In his latest Q4 2020 Shareholder Letter, Eric Cinnamond discusses the disconnect between market valuations and fundamentals, adding as investors we have a choice, we don’t have to overpay. He believes that there is a generational opportunity to differentiate investment outcomes by maintaining discipline on the prices paid for stocks. Here’s an excerpt from the letter:
No Country For Old Investors
Anton Chigurh: What’s the most you’ve ever lost on a coin toss?
Gas station proprietor: I don’t know. I couldn’t say.
Chigurh: Call it.
Proprietor: For what?
Chigurh: Just call it.
Proprietor: Well—we need to know what we’re callin’ it for here.
Chigurh: You need to call it. I can’t call it for you. It wouldn’t be fair.
Proprietor: Look…I need to know what I stand to win.
No Country for Old Men (2007).
(Source: Palm Valley Capital Q4 2020 Letter)
Dear Fellow Shareholders,
In No Country For Old Men, Javier Bardem plays a psychopath serial killer (Anton Chigurh) that walks into a quiet remote gas station in the desert. While paying his $0.69 bill, he stoically badgers the elderly proprietor as a prelude to calmly demanding that the older man call a coin flip. While the proprietor senses danger, he still wants Bardem to explain what’s at stake: “I need to know what I stand to win.” Everything. Unbeknownst to him, “everything” implied the status quo—the opportunity to live another day.
That classic coin flip scene is the opposite of an asymmetric bet. With even odds, the proprietor’s upside was limited ($0.25), while his downside was, in a cruel irony, everything. No sane person would make that bet voluntarily. Now, here’s our investment backdrop:
1. U.S. stocks are at the highest valuations in history.
2. The Federal Reserve is committed to supporting asset prices.

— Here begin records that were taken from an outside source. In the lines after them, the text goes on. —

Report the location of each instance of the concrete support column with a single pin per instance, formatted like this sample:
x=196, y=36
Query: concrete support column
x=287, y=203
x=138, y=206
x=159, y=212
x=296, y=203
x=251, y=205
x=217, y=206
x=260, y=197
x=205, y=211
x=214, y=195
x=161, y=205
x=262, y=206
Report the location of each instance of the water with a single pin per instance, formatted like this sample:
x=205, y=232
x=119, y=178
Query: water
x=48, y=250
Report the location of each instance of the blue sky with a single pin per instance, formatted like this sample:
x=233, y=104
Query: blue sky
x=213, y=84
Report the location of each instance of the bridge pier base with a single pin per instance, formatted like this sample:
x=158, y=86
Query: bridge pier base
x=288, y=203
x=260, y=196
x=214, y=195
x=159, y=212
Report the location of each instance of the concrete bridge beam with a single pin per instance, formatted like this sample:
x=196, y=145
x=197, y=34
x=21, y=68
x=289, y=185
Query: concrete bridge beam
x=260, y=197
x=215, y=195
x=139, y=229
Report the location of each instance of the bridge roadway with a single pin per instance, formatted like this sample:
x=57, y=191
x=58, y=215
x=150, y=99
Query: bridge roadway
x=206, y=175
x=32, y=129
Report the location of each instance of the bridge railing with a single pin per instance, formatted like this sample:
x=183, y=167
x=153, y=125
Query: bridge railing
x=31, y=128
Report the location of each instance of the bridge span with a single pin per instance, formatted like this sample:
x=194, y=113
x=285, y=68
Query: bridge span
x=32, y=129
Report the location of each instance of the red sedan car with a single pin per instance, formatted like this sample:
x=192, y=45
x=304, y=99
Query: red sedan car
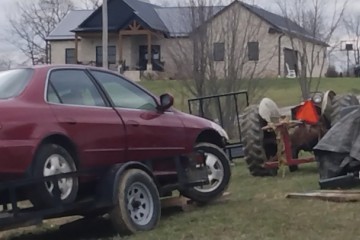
x=59, y=119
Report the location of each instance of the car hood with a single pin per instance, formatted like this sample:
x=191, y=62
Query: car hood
x=201, y=123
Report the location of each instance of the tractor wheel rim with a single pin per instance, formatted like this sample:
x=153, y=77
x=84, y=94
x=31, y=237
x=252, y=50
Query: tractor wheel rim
x=215, y=173
x=140, y=204
x=57, y=164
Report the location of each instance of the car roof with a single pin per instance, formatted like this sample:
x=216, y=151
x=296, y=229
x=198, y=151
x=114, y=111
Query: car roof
x=75, y=66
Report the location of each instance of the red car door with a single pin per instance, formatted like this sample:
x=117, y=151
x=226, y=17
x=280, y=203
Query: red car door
x=150, y=133
x=86, y=117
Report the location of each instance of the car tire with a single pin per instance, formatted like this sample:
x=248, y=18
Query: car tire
x=216, y=161
x=53, y=159
x=138, y=206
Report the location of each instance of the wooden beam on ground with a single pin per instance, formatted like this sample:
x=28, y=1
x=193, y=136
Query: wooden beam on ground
x=76, y=48
x=149, y=48
x=331, y=196
x=186, y=204
x=120, y=48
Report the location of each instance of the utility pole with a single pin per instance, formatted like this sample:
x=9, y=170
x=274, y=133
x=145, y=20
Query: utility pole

Which factor will drive future investment performance? If the Fed is omnipotent, investors may stand to win “everything,” in that they don’t lose their shirts and face a long period of mediocre prospective returns. Some even think asset prices have no upper limits in a liquidity-driven world. Instead, if market values reconnect with fundamentals, then the investment outlook could be very bleak. Which is it for you: Fed talking heads or fat left tails? Call it.
Like us, you may be frustrated that financial markets are not currently allowed to function on their own. However, you can’t blame it all on the Fed. They are the puppet masters in a market confidence game, but they aren’t setting the bid on every stock (yet).
As investors, we may not have good alternatives, but we have a choice. We can refuse to overpay. We believe there is a generational opportunity to differentiate investment outcomes by maintaining discipline on the prices paid for stocks.
While the government’s distortion of the capital markets won’t last forever, predicting its end date is tantamount to a coin flip. Today, investors seem dangerously focused on their upside. With “everything” possibly hanging in the balance, the question we should all be asking is: What do I stand to lose?